Hardware support contracts & why 24×7 4 hour onsite should no longer be required.

In recent weeks, I have seen numerous RFQs which have the requirement for 24×7 2 or 4hr onsite HW replacement, and while this is not uncommon I’ve been thinking why is this the case?

Over my I.T career spanning coming up on 15 years, in the majority of cases, I have strongly recommended in my designs and Bill of Materials (BoMs) that customers buy 24×7 4 hours onsite hardware maintenance contracts for equipment such as Compute, Storage Arrays , Storage Area Networking and IP network devices.

I have never found it difficult to justify this recommendation, because traditionally if a component in the datacenter fails, such as a Storage Controller, this generally has a high impact on the customers business and could cost tens or hundreds of thousands of dollars or even millions of dollars in revenue depending on the size of the customer.

Not only is loosing a Storage controller general a high impact, it is also a high risk as the environment may no longer have redundancy and a subsequent failure could (and would likely) result in a full outage.

So in this example, a typical storage solution has a Storage Controller failure resulting in degraded performance (due to loosing 50% of the controllers) and high impact/risk to the customer, a customer purchasing 24×7 4 Hour, or even 24×7 2hr support contract makes perfect sense!

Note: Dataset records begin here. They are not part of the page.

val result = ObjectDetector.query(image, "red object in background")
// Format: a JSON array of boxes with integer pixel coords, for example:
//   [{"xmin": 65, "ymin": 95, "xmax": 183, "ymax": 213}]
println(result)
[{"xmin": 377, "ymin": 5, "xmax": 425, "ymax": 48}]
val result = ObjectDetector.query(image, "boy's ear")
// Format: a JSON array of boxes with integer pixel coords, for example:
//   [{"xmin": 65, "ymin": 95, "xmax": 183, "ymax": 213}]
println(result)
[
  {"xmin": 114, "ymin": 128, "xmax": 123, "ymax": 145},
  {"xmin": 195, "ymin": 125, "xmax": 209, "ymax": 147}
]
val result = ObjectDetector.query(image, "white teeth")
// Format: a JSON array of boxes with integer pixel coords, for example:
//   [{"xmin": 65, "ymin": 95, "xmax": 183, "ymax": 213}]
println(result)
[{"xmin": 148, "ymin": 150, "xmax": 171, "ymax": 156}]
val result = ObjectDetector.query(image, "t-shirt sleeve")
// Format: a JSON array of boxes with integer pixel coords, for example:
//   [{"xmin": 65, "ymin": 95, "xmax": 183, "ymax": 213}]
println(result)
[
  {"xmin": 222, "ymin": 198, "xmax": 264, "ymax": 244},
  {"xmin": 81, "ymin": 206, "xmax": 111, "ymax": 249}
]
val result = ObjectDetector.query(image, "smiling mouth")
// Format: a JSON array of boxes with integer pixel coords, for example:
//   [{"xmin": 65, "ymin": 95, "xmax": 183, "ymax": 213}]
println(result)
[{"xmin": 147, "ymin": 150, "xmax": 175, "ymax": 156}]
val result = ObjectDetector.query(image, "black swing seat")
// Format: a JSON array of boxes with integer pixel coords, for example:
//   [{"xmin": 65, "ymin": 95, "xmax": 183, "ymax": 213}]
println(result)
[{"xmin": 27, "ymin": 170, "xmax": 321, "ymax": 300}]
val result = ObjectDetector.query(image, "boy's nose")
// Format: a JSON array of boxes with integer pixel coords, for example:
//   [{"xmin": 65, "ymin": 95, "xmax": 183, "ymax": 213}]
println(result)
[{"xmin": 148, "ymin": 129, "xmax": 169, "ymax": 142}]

The question is, why choose HW (or a solution) which puts you at high risk after a single component failure in the first place?

With technology fast changing and over the last year or so, I’ve been involved in many customer meetings where I am asked what I recommend in terms of hardware maintenance contracts (for Nutanix customers).

Normally this question/conversation happens after the discussion about the technology, where I explain various failure scenarios and how resilient a Nutanix cluster is.

My recommendation goes something like this.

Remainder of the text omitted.